Here we are going to quote some paragraphs from an article by Georffrey Biddulph on Brazil's Poor:

They surround my car at most traffic lights in Brazil, an army of barely dressed, shoeless indigent, many of them with stumps for arms and legs. They shuffle or walk on crutches or roll in crude wheel chairs from car to car asking for money. If you give them the equivalent of a dime, they will smile and say, “God Bless you.” If you give them the equivalent of a quarter, their faces become radiant.

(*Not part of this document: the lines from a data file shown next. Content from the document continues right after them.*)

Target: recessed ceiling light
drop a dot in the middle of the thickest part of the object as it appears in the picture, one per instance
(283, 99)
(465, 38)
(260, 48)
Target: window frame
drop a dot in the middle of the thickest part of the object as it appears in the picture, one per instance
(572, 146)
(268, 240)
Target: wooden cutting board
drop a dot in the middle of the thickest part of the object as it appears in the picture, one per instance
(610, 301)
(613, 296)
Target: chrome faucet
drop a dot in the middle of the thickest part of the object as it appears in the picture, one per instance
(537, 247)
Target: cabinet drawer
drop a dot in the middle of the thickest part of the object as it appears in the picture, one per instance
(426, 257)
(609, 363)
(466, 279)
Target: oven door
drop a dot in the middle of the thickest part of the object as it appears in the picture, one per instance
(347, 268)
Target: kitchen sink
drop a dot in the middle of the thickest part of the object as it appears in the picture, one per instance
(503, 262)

They are some of Brazil’s most desperate poor. Barefoot, shirtless five-year-olds juggle faded tennis balls. Rail-thin mothers slink from window to window with their newborn babies. Men with barely functioning limbs collect money with skeletal hands. Other men without legs or a means of getting a wheelchair travel dangerously below the traffic on dirty skateboards, stretching filthy arms up to window level in search of a handout.


There are many different strategies for dealing with the constant beggars. Most of the foreigners I know simply do their best to ignore them. Most wealthy Brazilians I know don’t want to risk rolling down their windows to give them money (many a beggar has been known to snatch an earring or watch from a driver through an open window). But I know plenty of people who give all the time. They place spare change in a handy pocket and give it out like candy as they walk the streets.

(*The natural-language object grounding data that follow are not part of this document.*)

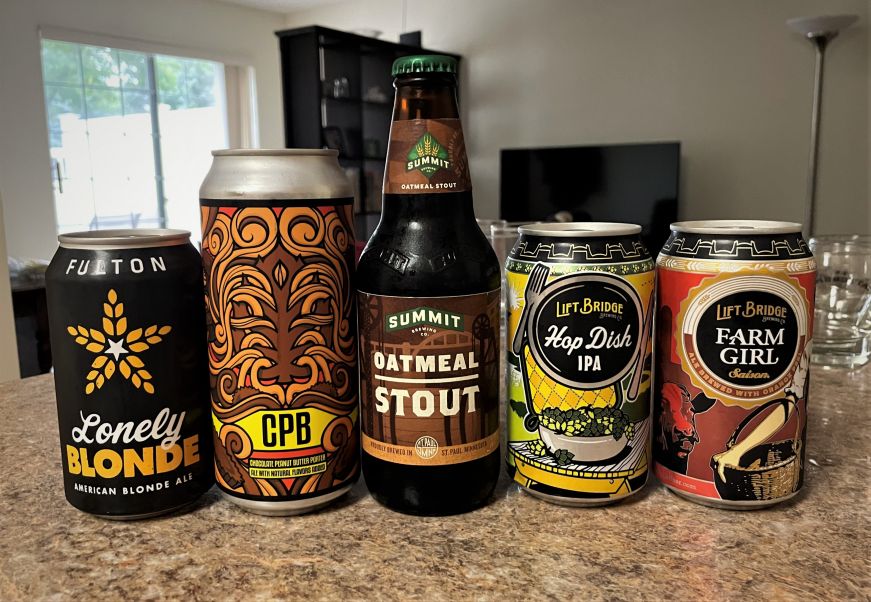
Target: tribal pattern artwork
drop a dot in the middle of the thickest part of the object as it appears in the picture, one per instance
(281, 337)
(605, 250)
(706, 246)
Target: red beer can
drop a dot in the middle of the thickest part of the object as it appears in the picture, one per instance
(735, 313)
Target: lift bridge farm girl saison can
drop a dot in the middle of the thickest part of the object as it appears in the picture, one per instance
(579, 309)
(127, 335)
(735, 309)
(278, 259)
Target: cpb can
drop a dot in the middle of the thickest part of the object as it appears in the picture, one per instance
(735, 310)
(278, 258)
(579, 313)
(127, 334)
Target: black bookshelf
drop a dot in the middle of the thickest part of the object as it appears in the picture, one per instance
(338, 93)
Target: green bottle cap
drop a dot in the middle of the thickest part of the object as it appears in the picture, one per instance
(424, 63)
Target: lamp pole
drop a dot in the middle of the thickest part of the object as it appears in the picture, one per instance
(820, 31)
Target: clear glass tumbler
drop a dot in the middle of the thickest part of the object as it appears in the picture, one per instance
(842, 314)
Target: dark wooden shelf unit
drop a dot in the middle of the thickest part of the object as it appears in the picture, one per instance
(356, 121)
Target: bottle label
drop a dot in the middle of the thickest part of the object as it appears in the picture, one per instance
(429, 370)
(426, 156)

We will now refer to some survey data from the 2003 TGI Brasil study.  This is a survey of 10,624 persons between the ages of 12 to 64 years old interviewed during 2003.  The survey respondents were presented with the statement "I almost always give money to the less fortunate on the street" and 33% of them said they either completely agree or somewhat agree with it.

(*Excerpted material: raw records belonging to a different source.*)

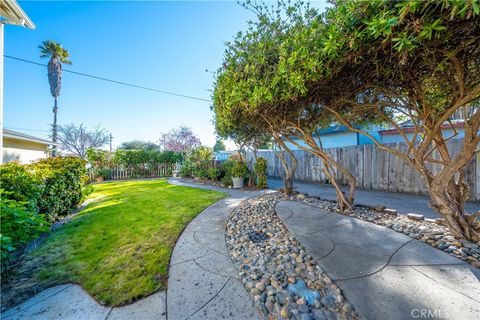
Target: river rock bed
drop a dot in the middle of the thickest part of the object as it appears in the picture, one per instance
(284, 280)
(428, 231)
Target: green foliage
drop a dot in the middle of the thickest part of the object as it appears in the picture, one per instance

We would not expect the agree rate to be uniform across socio-demographic groups.  However, it is not obvious what we should be expecting.  On one hand, this is about giving away one's own resources.  So perhaps we would expect that only people who have the means of giving can give.  In other words, we would expect charity donations to increase with the ability to give (i.e. affluence).  On the other hand, this is about class solidarity.  Unless one has experienced the hardship and pain of poverty, one is less compelled to give.  

In the following chart, we show the agree rates by socio-economic level and monthly household income.  Thus, it is the poor who is more likely to give to other poor people.  How about that for solidarity?

(Source:  2003 TGI Brasil)

Unfortunately, the TGI Brazil study does not have a question about who is a bleeding heart liberal.  However, if we believe that "men are from Mars and women are from Venus", we may expect to see different attitudes towards charitable donations.  The following chart shows the agree rates by age/sex group.  Among men, there is an inverted U-shaped relationship, whereas the women has a J-shaped relationship.  It is interesting that among the oldest people (54-64), women suddenly become much more charitable than the men.